The research mentioned above both demonstrated that the use of nanopore technology to detect abnormal DNA methylation may play an important role in cancer therapy and precancerous detection [92,93]. The nanopore-based methylation-sensitive assay provides a more convenient method in studying the role of epigenetics in human disease without bisulfite conversion, fluorescent labeling, and PCR.

5.2.2. MicroRNA

MicroRNAs (miRNAs) are small endogenous biomolecules, with a length of 18–22 bps, which can regulate gene expression and their expression level is correlated with different diseases [94]. Studies have shown that abnormal expression of miRNAs has been found in different tumor tissues [95,96]. In addition, miRNAs play important roles in embryonic differentiation, hematopoiesis, cardiac hypertrophy, and many cancer-related processes, including proliferation, apoptosis, differentiation, migration, and metabolism [97,98].

Many research groups have used biological and solid-state nanopores to detect miRNAs in different tissues. For example, Meni et al. [99] used nanopore technology for rapid detection of probe-specific miRNAs (miRNA-122a and miRNA-153) and proved the potential of this approach by detecting liver-specific miRNAs at microgram levels from rat liver. Wang et al. [100] selectively detected single-molecule miRNAs in plasma samples of lung cancer patients using α-hemolysin-based nanopore sensors. The sensor uses programmable oligonucleotide probes to generate target-specific signals that quantify sub-millimolar levels of cancer-associated miRNAs.

These methods have potential application value for quantitative miRNA detection, detection of disease markers, and non-invasive early diagnosis of cancer. Also, nanopore gene sequencing method enables researchers to investigate overexpression mechanism of many kinds of miRNA.

5.3. Detection of Viruses and Bacteria

5.3.1. Monitor Virus Using Nanopore Sequencing Technology

During a pandemic, gene sequencing is an ideal way to determine the source of infection and the rate at which it evolves.
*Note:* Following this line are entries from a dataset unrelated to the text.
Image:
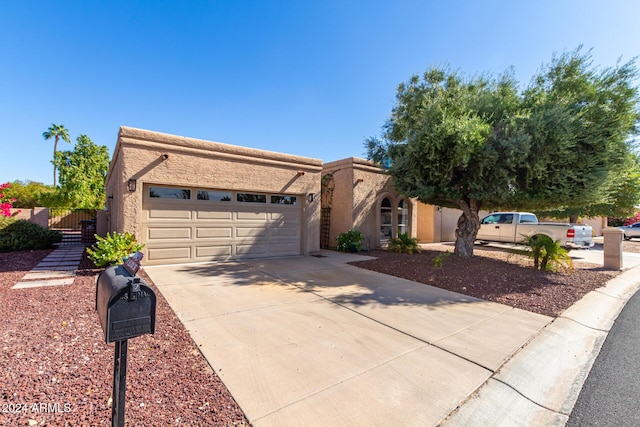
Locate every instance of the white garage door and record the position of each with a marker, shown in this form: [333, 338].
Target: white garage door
[193, 225]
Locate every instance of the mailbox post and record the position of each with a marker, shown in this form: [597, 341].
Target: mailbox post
[127, 308]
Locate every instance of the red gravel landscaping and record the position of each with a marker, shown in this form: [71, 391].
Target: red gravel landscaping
[57, 370]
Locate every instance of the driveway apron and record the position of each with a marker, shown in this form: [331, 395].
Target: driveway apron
[316, 342]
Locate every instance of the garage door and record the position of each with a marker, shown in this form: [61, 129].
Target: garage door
[193, 225]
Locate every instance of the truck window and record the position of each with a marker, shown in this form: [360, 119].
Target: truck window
[528, 219]
[506, 219]
[491, 219]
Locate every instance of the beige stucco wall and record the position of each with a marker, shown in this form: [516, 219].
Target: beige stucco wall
[198, 163]
[598, 224]
[38, 216]
[360, 186]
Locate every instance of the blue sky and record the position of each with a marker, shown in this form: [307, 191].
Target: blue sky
[312, 78]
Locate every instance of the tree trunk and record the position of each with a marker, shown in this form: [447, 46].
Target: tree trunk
[468, 226]
[55, 148]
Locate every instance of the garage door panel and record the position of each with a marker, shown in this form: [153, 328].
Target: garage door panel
[283, 248]
[252, 249]
[250, 231]
[180, 214]
[284, 231]
[217, 251]
[252, 216]
[214, 232]
[173, 254]
[289, 216]
[168, 233]
[177, 231]
[214, 215]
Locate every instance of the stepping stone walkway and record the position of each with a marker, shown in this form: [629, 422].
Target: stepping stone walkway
[56, 269]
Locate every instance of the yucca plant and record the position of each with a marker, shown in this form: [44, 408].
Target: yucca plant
[547, 254]
[349, 241]
[111, 249]
[404, 244]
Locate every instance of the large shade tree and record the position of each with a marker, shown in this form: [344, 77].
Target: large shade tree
[481, 143]
[56, 132]
[82, 174]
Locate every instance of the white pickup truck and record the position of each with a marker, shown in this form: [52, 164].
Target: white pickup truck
[514, 227]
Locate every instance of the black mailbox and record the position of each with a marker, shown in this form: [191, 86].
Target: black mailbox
[126, 305]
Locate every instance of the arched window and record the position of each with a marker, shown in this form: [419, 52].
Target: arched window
[403, 216]
[386, 220]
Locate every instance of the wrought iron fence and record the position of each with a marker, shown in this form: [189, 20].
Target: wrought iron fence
[77, 225]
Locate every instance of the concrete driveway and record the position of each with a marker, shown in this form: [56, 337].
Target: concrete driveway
[316, 342]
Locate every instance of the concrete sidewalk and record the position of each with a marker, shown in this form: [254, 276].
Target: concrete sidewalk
[316, 342]
[541, 383]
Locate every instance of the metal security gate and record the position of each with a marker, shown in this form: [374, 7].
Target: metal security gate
[76, 225]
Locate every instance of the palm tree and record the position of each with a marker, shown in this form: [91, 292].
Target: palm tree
[56, 131]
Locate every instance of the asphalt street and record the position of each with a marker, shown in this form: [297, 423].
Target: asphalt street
[609, 396]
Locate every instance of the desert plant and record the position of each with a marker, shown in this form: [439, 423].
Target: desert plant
[349, 241]
[111, 249]
[404, 244]
[547, 254]
[20, 235]
[438, 261]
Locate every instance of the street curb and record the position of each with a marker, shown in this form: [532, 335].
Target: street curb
[540, 384]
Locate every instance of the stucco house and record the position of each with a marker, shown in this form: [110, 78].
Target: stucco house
[190, 200]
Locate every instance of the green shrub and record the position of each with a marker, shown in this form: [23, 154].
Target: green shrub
[349, 241]
[547, 254]
[111, 249]
[403, 244]
[20, 235]
[438, 261]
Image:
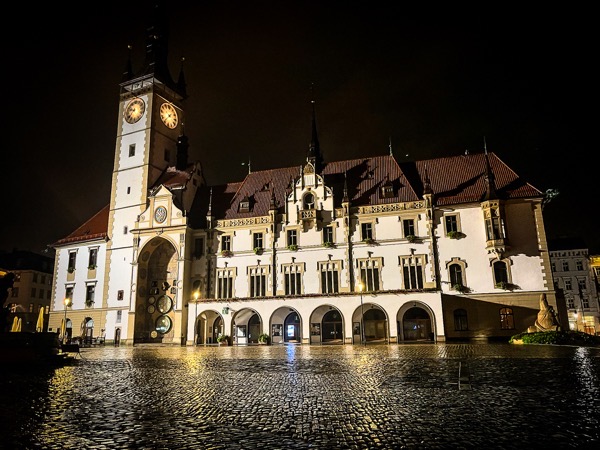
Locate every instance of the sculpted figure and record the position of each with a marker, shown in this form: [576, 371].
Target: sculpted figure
[546, 320]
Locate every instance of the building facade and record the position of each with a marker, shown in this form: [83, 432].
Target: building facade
[32, 287]
[574, 277]
[364, 250]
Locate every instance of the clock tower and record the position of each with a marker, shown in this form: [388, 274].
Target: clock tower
[150, 122]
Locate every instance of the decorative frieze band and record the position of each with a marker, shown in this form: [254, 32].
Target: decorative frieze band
[391, 207]
[247, 221]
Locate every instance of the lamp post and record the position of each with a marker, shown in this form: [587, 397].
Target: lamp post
[196, 295]
[67, 303]
[363, 341]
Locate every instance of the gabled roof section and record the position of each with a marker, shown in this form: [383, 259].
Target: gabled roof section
[462, 179]
[92, 230]
[258, 187]
[365, 178]
[174, 179]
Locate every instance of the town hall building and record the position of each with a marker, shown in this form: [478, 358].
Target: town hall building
[367, 250]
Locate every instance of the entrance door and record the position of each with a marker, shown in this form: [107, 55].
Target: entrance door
[253, 329]
[332, 327]
[417, 325]
[291, 328]
[218, 328]
[375, 325]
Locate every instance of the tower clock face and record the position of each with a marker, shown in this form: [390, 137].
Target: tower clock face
[134, 110]
[168, 115]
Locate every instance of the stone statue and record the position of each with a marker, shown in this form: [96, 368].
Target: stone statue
[546, 320]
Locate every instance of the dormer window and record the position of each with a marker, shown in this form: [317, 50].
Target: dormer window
[309, 201]
[244, 205]
[387, 189]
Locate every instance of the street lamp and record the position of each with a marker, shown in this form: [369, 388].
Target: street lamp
[360, 288]
[196, 295]
[67, 303]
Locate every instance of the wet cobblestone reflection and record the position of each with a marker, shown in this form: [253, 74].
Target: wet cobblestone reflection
[301, 397]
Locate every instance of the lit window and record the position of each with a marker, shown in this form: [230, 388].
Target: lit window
[460, 320]
[507, 321]
[225, 279]
[292, 275]
[330, 277]
[258, 281]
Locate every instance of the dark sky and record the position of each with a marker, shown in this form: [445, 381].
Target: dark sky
[437, 84]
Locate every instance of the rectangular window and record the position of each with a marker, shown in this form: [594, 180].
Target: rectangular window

Gene sequencing technology can also be used to identify characteristics of host fitness, identify and detect diagnostic targets, and characterize responses to vaccines and treatments [67,101].
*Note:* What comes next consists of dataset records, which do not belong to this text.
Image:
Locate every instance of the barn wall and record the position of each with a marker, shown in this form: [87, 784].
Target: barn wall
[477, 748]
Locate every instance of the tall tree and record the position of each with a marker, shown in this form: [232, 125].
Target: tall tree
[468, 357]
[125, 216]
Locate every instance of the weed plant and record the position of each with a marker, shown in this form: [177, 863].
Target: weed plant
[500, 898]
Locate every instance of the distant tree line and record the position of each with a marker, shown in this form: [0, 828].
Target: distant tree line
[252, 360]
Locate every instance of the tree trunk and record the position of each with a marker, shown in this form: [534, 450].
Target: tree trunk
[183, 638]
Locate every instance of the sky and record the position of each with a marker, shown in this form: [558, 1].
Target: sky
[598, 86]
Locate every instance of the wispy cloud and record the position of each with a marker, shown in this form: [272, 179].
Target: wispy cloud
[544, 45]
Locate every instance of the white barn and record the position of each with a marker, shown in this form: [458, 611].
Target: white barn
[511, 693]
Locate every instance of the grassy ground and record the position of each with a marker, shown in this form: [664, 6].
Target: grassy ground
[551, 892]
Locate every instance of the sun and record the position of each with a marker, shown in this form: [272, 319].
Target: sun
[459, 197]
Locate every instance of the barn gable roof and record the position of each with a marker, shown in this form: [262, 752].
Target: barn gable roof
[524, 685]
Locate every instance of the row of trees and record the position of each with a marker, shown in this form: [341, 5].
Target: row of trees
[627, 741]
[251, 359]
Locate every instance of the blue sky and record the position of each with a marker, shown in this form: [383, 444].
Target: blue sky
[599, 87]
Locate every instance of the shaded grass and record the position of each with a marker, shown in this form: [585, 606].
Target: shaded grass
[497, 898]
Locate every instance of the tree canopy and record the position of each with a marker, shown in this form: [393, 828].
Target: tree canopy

Human beings’ struggling against viruses is an evolving process. In the face of Ebola virus in West Africa, some scientists proposed to use nanopore sequencing technology to quickly detect virus samples in the environment, so as to help identify virus mutation types. The sequencing device, MinION, was used. In 2016, the Zika virus outbreak was declared an international public health emergency by the World Health Organization. The Zika in Brazil Real-time Analysis project was established to sequence a thousand of genomes from Brazil to monitor the epidemiological information [102]. The whole genome of Zika virus was obtained from clinical samples using the MinION sequencer for bioinformatics analysis [40]. MinION was used under these circumstances as it has many advantages. It weighs less than 100 g and is easy to operate in developing countries where the experimental condition cannot be achieved. Another advantage is that nanopore sequencing does not require precise microscope alignment and repeated calibration in comparison to the Illumina platform [103] and, hence, make the operation of MinION much simpler.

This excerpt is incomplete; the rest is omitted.